An Environmental Product Declaration (EPD) is a standardised document that states a building product’s environmental impact throughout its lifecycle — from raw material extraction to end of life. It’s the building industry’s equivalent of a nutritional label on food: comparable, verifiable and independently verified.
Why does it matter to you?
When choosing building materials for a renovation or new build, EPDs let you compare the actual environmental impact of different products — concrete vs. timber, mineral wool vs. cellulose insulation, standard brick vs. reclaimed brick.
Danish building regulations (BR18) require that LCA calculations for new buildings use EPD-documented data. Without EPDs, you can’t prove your building meets the CO₂ limit.
What an EPD contains
An EPD covers several lifecycle modules (A1–D in the EN 15804 standard):
- A1–A3: Raw material extraction, transport, and manufacturing
- A4–A5: Transport to site and construction
- B1–B7: In-use phase (maintenance, replacement, energy)
- C1–C4: Demolition, transport, waste processing
- D: Beyond system boundary (recycling potential)
The most important figure for Danish building regulations is the GWP value (Global Warming Potential) in kg CO₂-equivalents.
Where to find EPDs
EPDs are published by manufacturers and available in open databases:
- ECO Platform (eco-platform.org) — European database
- OEKOBAUDAT (oekobaudat.de) — German, widely used in Denmark
- EPD Norge, IBU EPD — Scandinavian and German registries
Frequently asked questions
Are all EPDs comparable?
EPDs follow the EN 15804 standard but can differ in scope and assumptions.

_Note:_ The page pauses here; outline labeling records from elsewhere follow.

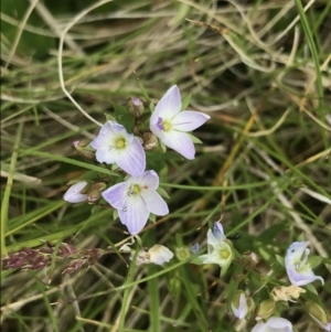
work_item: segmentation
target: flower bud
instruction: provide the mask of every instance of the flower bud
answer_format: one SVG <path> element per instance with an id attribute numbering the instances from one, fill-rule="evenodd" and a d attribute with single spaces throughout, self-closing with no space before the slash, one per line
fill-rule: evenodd
<path id="1" fill-rule="evenodd" d="M 181 292 L 181 281 L 178 278 L 171 278 L 169 280 L 169 292 L 172 298 L 175 298 Z"/>
<path id="2" fill-rule="evenodd" d="M 172 259 L 173 253 L 162 245 L 154 245 L 149 250 L 149 260 L 156 265 L 163 265 Z"/>
<path id="3" fill-rule="evenodd" d="M 142 136 L 142 140 L 143 140 L 143 148 L 146 150 L 152 150 L 159 143 L 158 138 L 151 132 L 145 132 Z"/>
<path id="4" fill-rule="evenodd" d="M 95 151 L 89 148 L 89 140 L 73 141 L 73 148 L 76 152 L 87 160 L 95 161 Z"/>
<path id="5" fill-rule="evenodd" d="M 127 110 L 131 117 L 140 118 L 143 114 L 145 107 L 139 98 L 134 97 L 128 99 Z"/>
<path id="6" fill-rule="evenodd" d="M 106 190 L 107 184 L 104 182 L 94 183 L 87 194 L 88 203 L 94 203 L 102 197 L 102 193 Z"/>
<path id="7" fill-rule="evenodd" d="M 305 309 L 316 325 L 325 331 L 331 331 L 331 319 L 323 308 L 312 301 L 307 301 L 305 303 Z"/>
<path id="8" fill-rule="evenodd" d="M 72 181 L 68 183 L 71 184 Z M 79 181 L 74 183 L 64 194 L 63 200 L 68 203 L 82 203 L 87 200 L 86 189 L 87 189 L 87 181 Z"/>
<path id="9" fill-rule="evenodd" d="M 271 299 L 265 300 L 259 303 L 257 308 L 257 319 L 268 319 L 273 315 L 276 308 L 276 302 Z"/>
<path id="10" fill-rule="evenodd" d="M 259 263 L 260 257 L 253 251 L 244 253 L 243 264 L 245 269 L 253 269 Z"/>
<path id="11" fill-rule="evenodd" d="M 135 251 L 131 251 L 131 257 L 135 256 Z M 156 265 L 163 265 L 172 259 L 173 253 L 169 250 L 167 247 L 162 245 L 154 245 L 151 248 L 141 248 L 138 253 L 136 265 L 143 265 L 143 264 L 156 264 Z"/>
<path id="12" fill-rule="evenodd" d="M 237 319 L 244 319 L 252 308 L 252 300 L 243 290 L 236 291 L 231 300 L 229 310 Z"/>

Always compare EPDs covering the same lifecycle modules.
Does every building product have an EPD?
No. EPDs are voluntary in most countries. However, market pressure and building regulations are pushing more manufacturers to produce them.
What’s the difference between an EPD and a CE marking?
A CE marking certifies that a product meets minimum safety and performance standards. An EPD is environmental documentation — the two are independent.